Требовавшие наказания хузарина отроки забеспокоились. Почуяли, чем пахнет. А пахло смертью. И очень ощутимо. Теперь Рёрех любого из них мог на правеж вызвать. Причём самолично. А это гарантированный кирдык, потому что против княжича любой из них и минуты не выстоит.
Внислав тоже это сообразил. И доказал, что он – настоящий воевода, заботящийся о своих дружинниках. И далеко не дурак.
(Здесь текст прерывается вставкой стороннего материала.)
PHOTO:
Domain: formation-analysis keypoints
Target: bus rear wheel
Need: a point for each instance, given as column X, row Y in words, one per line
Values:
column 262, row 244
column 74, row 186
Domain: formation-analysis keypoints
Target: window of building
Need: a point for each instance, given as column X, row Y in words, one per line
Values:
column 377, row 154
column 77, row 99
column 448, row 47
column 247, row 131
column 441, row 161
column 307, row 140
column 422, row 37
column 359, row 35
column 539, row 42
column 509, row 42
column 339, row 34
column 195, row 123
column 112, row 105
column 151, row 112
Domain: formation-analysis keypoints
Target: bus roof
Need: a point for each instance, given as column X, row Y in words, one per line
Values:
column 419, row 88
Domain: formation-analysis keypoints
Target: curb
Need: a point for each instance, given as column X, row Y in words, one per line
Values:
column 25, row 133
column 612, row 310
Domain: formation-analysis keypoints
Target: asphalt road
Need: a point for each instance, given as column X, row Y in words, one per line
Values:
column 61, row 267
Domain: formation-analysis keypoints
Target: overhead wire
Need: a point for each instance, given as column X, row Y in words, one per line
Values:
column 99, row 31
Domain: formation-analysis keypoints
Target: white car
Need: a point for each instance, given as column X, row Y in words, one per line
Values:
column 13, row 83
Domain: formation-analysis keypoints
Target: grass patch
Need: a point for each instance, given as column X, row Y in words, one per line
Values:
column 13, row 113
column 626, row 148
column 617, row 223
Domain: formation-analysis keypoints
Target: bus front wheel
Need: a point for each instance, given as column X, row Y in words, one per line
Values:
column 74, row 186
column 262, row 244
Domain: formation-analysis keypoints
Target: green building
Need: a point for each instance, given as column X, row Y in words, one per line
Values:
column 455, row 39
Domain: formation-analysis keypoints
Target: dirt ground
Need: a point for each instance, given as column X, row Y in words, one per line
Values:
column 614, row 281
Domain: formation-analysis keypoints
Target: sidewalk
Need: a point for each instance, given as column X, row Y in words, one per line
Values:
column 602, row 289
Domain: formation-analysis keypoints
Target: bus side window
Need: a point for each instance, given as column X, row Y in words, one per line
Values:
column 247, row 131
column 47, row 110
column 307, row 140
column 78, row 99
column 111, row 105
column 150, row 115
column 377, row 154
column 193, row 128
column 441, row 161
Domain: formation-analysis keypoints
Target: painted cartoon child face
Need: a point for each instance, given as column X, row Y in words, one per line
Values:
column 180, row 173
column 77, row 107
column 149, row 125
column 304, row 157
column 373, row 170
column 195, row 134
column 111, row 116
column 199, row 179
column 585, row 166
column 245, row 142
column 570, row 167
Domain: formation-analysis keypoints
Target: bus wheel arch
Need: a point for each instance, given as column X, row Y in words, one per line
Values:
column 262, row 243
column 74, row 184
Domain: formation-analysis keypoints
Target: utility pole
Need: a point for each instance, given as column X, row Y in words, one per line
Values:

– Что ж, пусть решают боги! – заявил он. – Вот он, – воевода указал на Сергея, – только что кричал, что готов сам сразиться со всеми обидчиками хузарина. Даже со мной. Мне с ним биться не по чину, но с видоками пусть бьётся. Хоть вместе, хоть порознь. Мне всё равно.
Сергей открыл было рот… Но ничего не сказал. Сейчас не его выход.
– Четверо против четверых, – уточнил княжич. – С Вартом ещё трое моих встанут.
– Так не пойдет, – покачал головой воевода. – Они не видаки.
– Обычай дозволяет, – возразил Рёрех.
– А я говорю: нет! – отрезал воевода. – Коли ты не согласен, то, значит, не веришь, что правда на его стороне. И тогда я признаю твоего дружинника виновным. Или пусть решает великий князь, когда вернётся.
– Можно и так, – согласился Рёрех.
– А до того преступник в порубе пусть посидит!
– Он не преступник!
– Это как великий князь решит, – парировал очень довольный Внислав.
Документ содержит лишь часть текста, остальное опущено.